Buried within the report is a quick but cogent comparison to the Japanese stagnation, now entering the 23rd year of its "lost decade", with a chart that lays out how Japan's GDP growth increased by 444% between 1971 and 1991, but has increased only 3% since.
Tokyo repeatedly chose fiscal stimulus over reform.  The outcome has been unpleasant.
Indeed, "fiscal stimulus".  The Japanese invented the term "quantitative easing".  There are some other factors to be sure – there always are – such as the fact of Japan's aging population, a situation that the US won't equal until 2035 (with the maximum effect starting to show on the same people expected to put more money into ObamaCare now).  But in general, how has that worked out for Japan, and how successful have we been in implementing the same efforts, despite such inane media drivel such as Chris Matthews simpering about the "amazing economy" under Obama? 
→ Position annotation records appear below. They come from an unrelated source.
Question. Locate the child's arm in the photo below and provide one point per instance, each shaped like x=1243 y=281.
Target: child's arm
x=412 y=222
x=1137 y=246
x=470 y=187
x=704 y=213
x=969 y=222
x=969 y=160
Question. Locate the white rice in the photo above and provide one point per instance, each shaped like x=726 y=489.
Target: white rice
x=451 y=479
The Japanese notwithstanding, Scissors presents a detailed look at the Chinese management of their economy, from the significant market reform begun in 1978 – experimentation with a capitalist economy under a Chinese Communist leadership – until the party leaders sought to increase its intervention in the market in 2003, fearing an increasing loss of control.  He ends with some sharp recommendations:
Limit federal control of lands to defense needs and preservation of natural and cultural phenomena.
Immediately and sharply cut the federal deficit.
In particular, reduce subsidies of every kind./
Ensure a well-educated and growing labor force.
Last March, even CBS in its 60 Minutes provided a glimpse behind those Potemkin façades in the sparkling new yet empty Chinese cities:

Zhengdong New Area, central district (BI)

1 comment:

  1. Scissors is a good name for an economist but his recommendations will never cut paper let alone rocks under a Democrat regime and probably not a Republican one, either, even if the Tea Party takes them over (big if).
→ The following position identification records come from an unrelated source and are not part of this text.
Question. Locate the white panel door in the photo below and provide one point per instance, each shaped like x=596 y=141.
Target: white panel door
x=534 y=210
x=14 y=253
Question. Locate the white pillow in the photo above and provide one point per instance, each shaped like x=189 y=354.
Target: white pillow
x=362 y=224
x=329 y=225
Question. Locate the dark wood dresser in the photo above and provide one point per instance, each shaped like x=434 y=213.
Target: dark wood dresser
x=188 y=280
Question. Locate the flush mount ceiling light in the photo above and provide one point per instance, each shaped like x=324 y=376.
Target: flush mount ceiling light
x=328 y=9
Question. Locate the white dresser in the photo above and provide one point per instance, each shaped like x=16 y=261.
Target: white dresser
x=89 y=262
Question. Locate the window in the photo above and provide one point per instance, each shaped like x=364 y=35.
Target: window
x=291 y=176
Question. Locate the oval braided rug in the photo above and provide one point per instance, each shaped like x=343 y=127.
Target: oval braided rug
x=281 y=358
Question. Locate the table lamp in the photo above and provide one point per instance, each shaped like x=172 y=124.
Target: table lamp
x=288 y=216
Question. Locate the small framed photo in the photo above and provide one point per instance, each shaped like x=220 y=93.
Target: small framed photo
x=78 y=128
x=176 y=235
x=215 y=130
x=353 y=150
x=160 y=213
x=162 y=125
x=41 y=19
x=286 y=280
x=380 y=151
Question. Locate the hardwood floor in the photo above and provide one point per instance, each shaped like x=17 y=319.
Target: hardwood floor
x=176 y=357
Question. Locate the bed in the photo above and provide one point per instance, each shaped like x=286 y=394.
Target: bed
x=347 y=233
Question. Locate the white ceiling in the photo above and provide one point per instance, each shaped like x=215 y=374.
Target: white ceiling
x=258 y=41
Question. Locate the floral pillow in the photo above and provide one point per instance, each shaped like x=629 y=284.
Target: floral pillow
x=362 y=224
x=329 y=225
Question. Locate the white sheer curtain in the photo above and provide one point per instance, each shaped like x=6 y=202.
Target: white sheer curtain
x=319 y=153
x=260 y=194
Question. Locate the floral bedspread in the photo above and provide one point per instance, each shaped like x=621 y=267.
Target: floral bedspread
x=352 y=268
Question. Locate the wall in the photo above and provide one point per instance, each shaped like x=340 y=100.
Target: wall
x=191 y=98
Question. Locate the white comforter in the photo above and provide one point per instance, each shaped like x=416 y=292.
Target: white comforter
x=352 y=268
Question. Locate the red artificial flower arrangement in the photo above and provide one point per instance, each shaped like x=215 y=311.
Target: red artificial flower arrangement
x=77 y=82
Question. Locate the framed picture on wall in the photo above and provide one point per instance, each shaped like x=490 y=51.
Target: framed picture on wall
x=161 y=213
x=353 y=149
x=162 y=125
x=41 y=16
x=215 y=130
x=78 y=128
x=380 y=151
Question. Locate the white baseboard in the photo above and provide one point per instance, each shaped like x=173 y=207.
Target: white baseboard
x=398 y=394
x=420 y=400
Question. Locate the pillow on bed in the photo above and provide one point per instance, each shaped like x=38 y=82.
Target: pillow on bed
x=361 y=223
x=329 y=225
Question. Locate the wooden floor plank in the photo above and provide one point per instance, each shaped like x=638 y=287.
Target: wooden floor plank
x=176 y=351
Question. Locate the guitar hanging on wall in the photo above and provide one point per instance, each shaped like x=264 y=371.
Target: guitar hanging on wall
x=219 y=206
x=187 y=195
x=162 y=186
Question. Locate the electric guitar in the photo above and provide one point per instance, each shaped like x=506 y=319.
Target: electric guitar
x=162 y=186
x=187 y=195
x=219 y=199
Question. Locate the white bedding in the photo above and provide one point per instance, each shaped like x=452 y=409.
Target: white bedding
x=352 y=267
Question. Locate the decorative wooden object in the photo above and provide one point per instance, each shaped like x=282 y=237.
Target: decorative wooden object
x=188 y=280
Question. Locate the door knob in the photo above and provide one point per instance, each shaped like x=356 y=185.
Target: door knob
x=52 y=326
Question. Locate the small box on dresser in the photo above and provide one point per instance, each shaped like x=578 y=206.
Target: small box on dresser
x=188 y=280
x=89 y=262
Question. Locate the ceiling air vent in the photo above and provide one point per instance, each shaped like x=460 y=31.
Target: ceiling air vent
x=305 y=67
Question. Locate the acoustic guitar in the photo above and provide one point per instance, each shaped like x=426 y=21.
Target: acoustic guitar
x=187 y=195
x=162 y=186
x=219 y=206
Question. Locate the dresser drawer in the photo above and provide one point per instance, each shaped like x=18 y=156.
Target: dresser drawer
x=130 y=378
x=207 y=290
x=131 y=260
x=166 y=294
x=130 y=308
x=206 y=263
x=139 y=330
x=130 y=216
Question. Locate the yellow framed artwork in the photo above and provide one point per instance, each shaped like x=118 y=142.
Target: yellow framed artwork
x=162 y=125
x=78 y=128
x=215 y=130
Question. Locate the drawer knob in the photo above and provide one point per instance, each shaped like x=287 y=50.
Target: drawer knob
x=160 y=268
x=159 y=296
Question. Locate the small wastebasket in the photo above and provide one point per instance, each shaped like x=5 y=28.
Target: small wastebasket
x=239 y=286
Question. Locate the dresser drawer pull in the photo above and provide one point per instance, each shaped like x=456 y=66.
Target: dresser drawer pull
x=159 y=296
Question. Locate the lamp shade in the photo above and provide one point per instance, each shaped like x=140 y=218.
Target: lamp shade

    As far as I've ever heard, the Chinese economy depends to a large extent on American consumers. If we don't buy the cheaper American goods made by the Chinese, their economy would be seriously hurt---which gives the lie to the idea that we have to fear war with them.

    Interestingly, perhaps, was Austin's own Potemkin business district in the 90s when several high rise office buildings were built downtown and then stood empty for several years until business tenants were found.